More generally, concerning the pre-labeling of Source Plasma, it is
FDA's expectation that tests for required infectious disease tests are
completed prior to shipment of the Source Plasma for further
manufacture to the fractionator or for distribution. However, we also
recognize that in certain circumstances, nucleic acid test (NAT)
testing of Source Plasma may take an extended period to resolve
positive NAT pools to identify an individual positive unit.

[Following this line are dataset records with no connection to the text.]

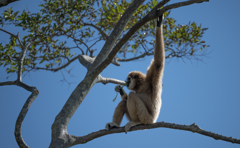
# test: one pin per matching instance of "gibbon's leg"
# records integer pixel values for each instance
(120, 110)
(123, 94)
(138, 111)
(118, 115)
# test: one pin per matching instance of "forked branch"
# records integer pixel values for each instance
(18, 82)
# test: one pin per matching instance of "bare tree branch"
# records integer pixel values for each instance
(60, 137)
(193, 128)
(21, 116)
(31, 98)
(104, 35)
(151, 15)
(113, 38)
(110, 80)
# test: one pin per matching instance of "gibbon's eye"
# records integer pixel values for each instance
(135, 77)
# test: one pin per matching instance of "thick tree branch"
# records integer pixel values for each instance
(21, 116)
(151, 15)
(113, 37)
(18, 82)
(110, 80)
(60, 137)
(192, 128)
(6, 2)
(104, 35)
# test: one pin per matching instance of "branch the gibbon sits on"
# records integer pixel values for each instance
(143, 104)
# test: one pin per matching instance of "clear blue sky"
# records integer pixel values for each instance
(205, 93)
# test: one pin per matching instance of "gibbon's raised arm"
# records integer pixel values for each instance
(159, 55)
(142, 105)
(155, 70)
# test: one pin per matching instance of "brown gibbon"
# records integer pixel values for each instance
(143, 104)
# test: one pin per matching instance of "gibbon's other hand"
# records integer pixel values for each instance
(118, 88)
(111, 125)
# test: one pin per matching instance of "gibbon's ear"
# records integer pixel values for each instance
(159, 19)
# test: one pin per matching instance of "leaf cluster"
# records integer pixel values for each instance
(64, 28)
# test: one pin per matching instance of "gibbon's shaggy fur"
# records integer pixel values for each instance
(143, 104)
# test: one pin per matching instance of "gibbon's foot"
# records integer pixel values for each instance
(159, 19)
(129, 125)
(111, 125)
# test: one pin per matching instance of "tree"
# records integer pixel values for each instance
(60, 18)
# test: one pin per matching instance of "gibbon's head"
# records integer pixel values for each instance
(135, 80)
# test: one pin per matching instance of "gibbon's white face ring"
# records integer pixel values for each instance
(128, 81)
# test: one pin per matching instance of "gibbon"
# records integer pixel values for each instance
(143, 104)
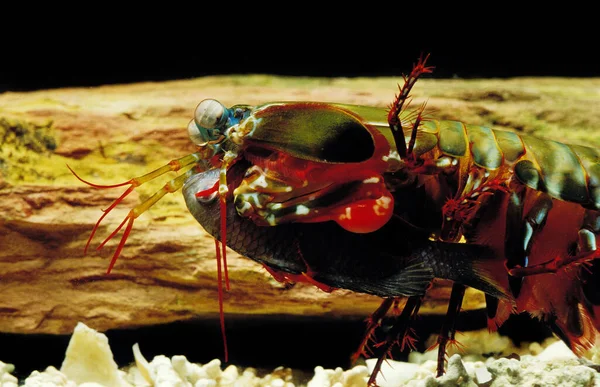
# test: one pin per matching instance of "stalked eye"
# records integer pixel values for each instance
(195, 134)
(211, 114)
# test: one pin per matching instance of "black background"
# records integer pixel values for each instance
(41, 52)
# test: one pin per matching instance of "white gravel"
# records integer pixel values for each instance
(89, 363)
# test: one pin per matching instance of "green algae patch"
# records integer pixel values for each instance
(25, 151)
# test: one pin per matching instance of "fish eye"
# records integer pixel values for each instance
(210, 114)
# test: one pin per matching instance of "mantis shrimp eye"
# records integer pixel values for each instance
(210, 114)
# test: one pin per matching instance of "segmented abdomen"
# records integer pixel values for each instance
(567, 172)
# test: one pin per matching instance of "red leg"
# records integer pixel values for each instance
(372, 323)
(448, 328)
(397, 334)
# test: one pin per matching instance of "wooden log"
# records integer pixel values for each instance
(167, 269)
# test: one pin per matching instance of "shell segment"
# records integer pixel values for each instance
(453, 138)
(560, 170)
(484, 148)
(510, 145)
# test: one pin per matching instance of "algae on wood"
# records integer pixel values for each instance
(167, 271)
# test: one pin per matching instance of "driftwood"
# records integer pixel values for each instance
(167, 269)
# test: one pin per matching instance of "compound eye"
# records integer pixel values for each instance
(195, 135)
(210, 114)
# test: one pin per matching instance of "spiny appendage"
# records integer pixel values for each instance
(556, 264)
(399, 103)
(399, 334)
(171, 186)
(459, 211)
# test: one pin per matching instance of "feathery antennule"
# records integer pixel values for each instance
(169, 187)
(403, 98)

Additionally, we recognize the difficulty of placing a ``label'' on a
frozen product. We note that Source Plasma may be labeled and then may
be shipped for pre-release storage at another facility while still
under the manufacturer's control due to the manufacturer's storage
limitations. This raises the question of whether it is acceptable for a
manufacturer to pre-label (at the time of collection) Source Plasma as
``tested and found negative'' while performing NAT testing and shipping
such products under quarantine (i.e., while still under the
manufacturer's control) and delaying release and distribution until all
the test results are obtained.
Under the revised regulation, if the product is intended for
further manufacturing use, a statement listing the results of all the
tests for communicable disease agents required under Sec. 610.40 for
which the donation has been tested and found negative must be listed on
the container label; except that the container label for Source Plasma
is not required to list the negative results of serological syphilis
testing under Sec. 610.40(i) and Sec. 640.65(b). In addition, blood
and blood components intended for further manufacture must be labeled
in accordance with Sec. 610.40, when the donation has been tested and
demonstrates evidence of infection due to a communicable disease
agent(s).
Under Sec. 606.121(c)(11) as finalized, it is acceptable for
Source Plasma manufacturers to place the label indicating negative
communicable disease test results on the product prior to completion of
communicable disease testing (pre-label) as long as either (1) The unit
is shipped to a storage facility and remains under quarantine control
by the collection establishment until all testing is completed and
accurately reflected on the label or (2) the unit is not released and
distributed into interstate commerce until the results from all
communicable disease tests are obtained and accurately reflected on the
label. Thus, the requirements under Sec. Sec. 606.121(c)(11) and
610.40 are not fulfilled until the container label accurately lists the
results obtained from all communicable disease testing required under
Sec. 610.40. At that time, the product is ready for distribution and
release into interstate commerce.
In the event that a shipped unit is pre-labeled with a negative
test result but is later found positive upon completed testing, that
unit must be relabeled in accordance with Sec. 610.40, including
obliteration of the negative result.
F. 21 CFR 606.121(e)(2)(i) and 21 CFR 606.121(e)(5)(vi)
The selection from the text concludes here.